Given these limitations I don’t see someone using vCHS-DR to protect a couple hundred virtual machines. Maybe 10 or 20, but that’s probably it right now.
Buying vCHS-DR is very easy. You start with a core service that includes:
From there you can add on more capacity, IP addresses, and DR tests. The core starts at $835/month and you can see more detailed pricing that VMware has here. The number of VMs you can replicate up depends solely on the amount of disk space they use. The number of VMs you can power up for a failover or test is constrained by the RAM and CPU (but mostly RAM).
One thing that I do like is the 7-day DR tests that are available. You can also run failed VMs for up to 30 days with the base SKUs.
We (Varrow) were on the beta for vCHS-DR and impressed at the integration of the system in to the local vSphere environment. It’s easy to use, manage, and monitor. The only “odd” thing is that if you have an existing VDC in vCHS you can’t fail over in to that instance. You get a separate instance just for your DR target. You can connect the two if you want but you’ll need to setup a bit of connectivity between your Edge devices. Again, not hard but something to be aware of if you already have systems there.
One gap that you may encounter is around “pilot light” systems, such as AD or DNS. You can’t run VMs in your DR VDC so you can’t replicate AD up to it in case of a failover. If you have a regular VDC that’s not a big deal as you can just have an AD server there but if you’re only using vCHS-DR then it’s something to consider. The other option would be to use “cross connect” between the DR VDC and existing equipment in the vCHS-hosting datacenter, but that’s not a common situation.
Another common question is around seeding VMs in vCHS. Obviously the time to do the initial sync up depends on the size of the VMs and your connection (private or Internet VPN). vCHS-DR also gives you the option to ship them a seed disk to speed that process up.
That question depends greatly on what you’re looking to achieve. If you’re a small environment or one that has a select number of VMs they want to protect then it can work well. If you’re larger and want an all-in-one solution for virtual machine DR you may be underwhelmed until the system is more robust…and you can bet VMware is working hard on that. This is v1.0 and it does what it promises well.

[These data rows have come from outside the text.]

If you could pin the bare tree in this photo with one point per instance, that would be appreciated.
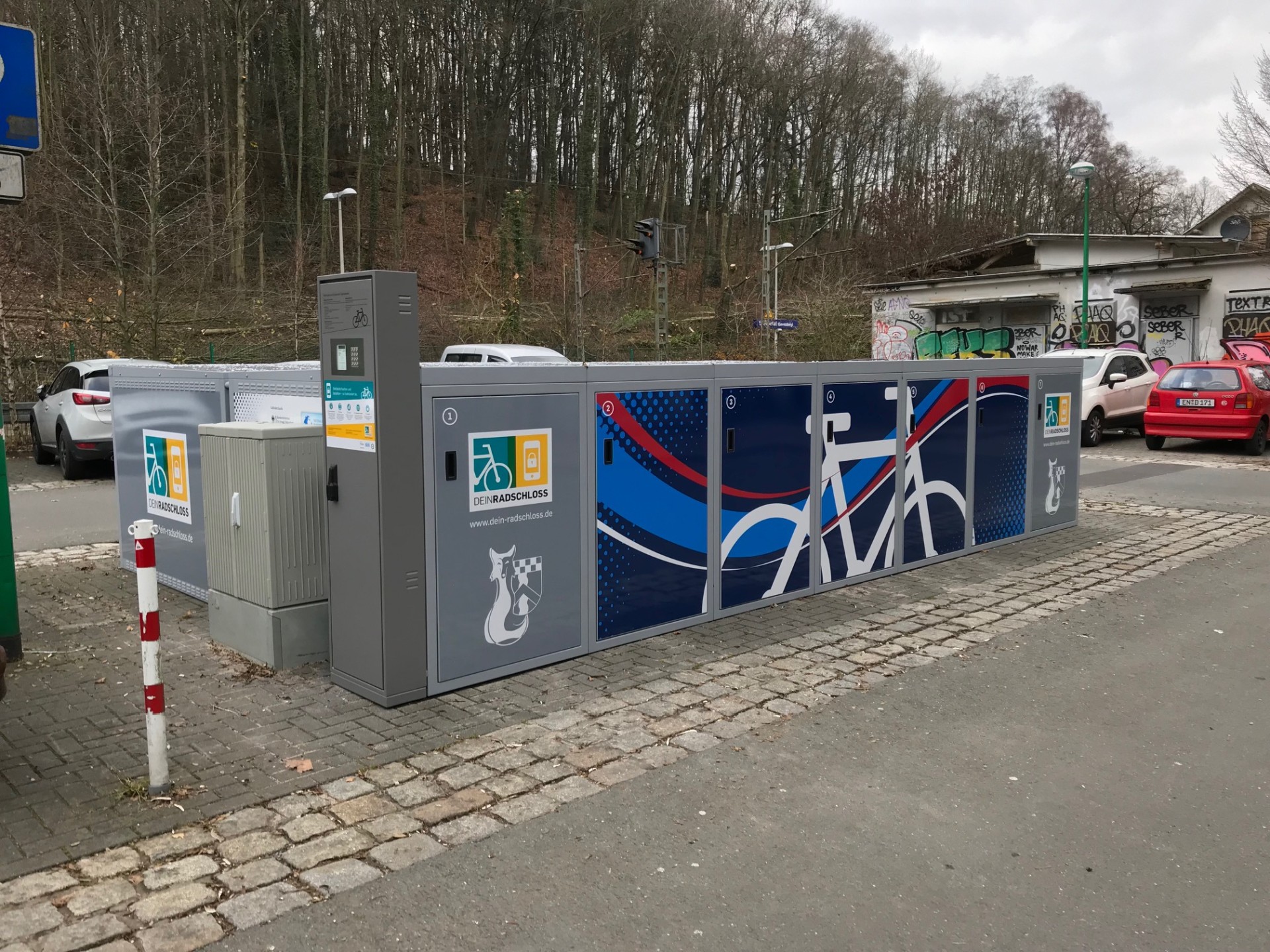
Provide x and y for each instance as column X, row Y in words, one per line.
column 1245, row 132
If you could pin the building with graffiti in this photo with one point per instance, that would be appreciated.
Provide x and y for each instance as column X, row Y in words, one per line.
column 1170, row 296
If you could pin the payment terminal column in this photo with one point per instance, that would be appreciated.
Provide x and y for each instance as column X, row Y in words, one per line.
column 371, row 413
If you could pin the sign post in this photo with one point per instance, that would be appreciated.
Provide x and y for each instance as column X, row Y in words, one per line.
column 11, row 634
column 19, row 132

In my opinion, pricing is very reasonable given that you get a DR target site without any real management. It integrates well in to existing environments but has some obvious gaps around replication efficiency, orchestration, and base infrastructure VMs.
While the new offering is very much a v1.0 it’s solid and is applicable to the customers that we’re seeing ask for an off-site/hybrid DR solution. Conversations around “getting out of the datacenter business” are coming much more common, especially with smaller customers. The first thing they want to remove is the secondary site that rarely gets used but costs them a lot of money. This is the perfect solution for that and I think it could quickly become the “gateway drug” that lets them move their primary datacenter workloads to a standard vCHS instance.

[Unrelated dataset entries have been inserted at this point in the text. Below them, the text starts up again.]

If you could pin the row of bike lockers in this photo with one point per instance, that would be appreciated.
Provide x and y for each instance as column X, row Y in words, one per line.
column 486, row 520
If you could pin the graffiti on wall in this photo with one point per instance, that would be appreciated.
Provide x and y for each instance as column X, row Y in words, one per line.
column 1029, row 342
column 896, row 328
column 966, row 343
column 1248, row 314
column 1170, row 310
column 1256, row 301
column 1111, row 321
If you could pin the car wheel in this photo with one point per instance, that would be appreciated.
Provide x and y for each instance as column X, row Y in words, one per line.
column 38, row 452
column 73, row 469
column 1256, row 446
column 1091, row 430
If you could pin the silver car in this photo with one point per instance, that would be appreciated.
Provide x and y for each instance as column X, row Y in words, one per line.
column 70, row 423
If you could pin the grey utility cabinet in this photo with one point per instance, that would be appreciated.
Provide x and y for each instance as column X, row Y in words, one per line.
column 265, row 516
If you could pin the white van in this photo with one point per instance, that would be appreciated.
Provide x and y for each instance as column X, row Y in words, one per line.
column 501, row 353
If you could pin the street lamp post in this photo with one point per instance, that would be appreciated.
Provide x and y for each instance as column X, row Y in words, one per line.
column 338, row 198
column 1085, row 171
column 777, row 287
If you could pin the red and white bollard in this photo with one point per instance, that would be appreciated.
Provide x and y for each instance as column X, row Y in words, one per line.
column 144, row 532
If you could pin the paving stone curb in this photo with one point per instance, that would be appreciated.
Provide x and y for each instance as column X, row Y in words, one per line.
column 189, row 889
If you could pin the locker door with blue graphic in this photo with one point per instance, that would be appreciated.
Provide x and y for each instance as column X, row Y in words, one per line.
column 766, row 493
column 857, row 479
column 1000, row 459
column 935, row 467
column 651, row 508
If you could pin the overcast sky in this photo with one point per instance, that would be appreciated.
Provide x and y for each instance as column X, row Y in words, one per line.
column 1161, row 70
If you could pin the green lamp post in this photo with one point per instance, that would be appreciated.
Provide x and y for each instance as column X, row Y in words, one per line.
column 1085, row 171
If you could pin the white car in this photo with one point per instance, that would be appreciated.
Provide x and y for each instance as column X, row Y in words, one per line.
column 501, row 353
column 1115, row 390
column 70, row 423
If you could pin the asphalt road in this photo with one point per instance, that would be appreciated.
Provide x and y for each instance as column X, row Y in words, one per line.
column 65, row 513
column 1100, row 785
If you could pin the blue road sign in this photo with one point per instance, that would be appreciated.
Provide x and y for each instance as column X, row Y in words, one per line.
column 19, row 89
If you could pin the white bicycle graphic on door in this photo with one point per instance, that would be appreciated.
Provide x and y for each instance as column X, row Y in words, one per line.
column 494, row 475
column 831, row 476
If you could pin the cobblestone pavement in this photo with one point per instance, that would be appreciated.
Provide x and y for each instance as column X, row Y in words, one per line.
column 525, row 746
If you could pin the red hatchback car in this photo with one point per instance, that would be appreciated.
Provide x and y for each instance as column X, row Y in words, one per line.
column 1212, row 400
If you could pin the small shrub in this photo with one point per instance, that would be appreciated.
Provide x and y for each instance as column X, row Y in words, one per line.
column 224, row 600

This isn’t the first DRaaS offering that’s out there. A number of service providers provide solutions built on Zerto and other tools. There are pros and cons to each. While they may provide more efficient replication and performance they are not always as “polished” as vCHS and pricing can be more confusing. That’s why I think that VMware priced this as reasonably as they did…to hook customers on the vCHS/hybrid model. Let them dip their toes in first with DR that won’t impact production so they get used to it and then work to bring the rest of the workloads over.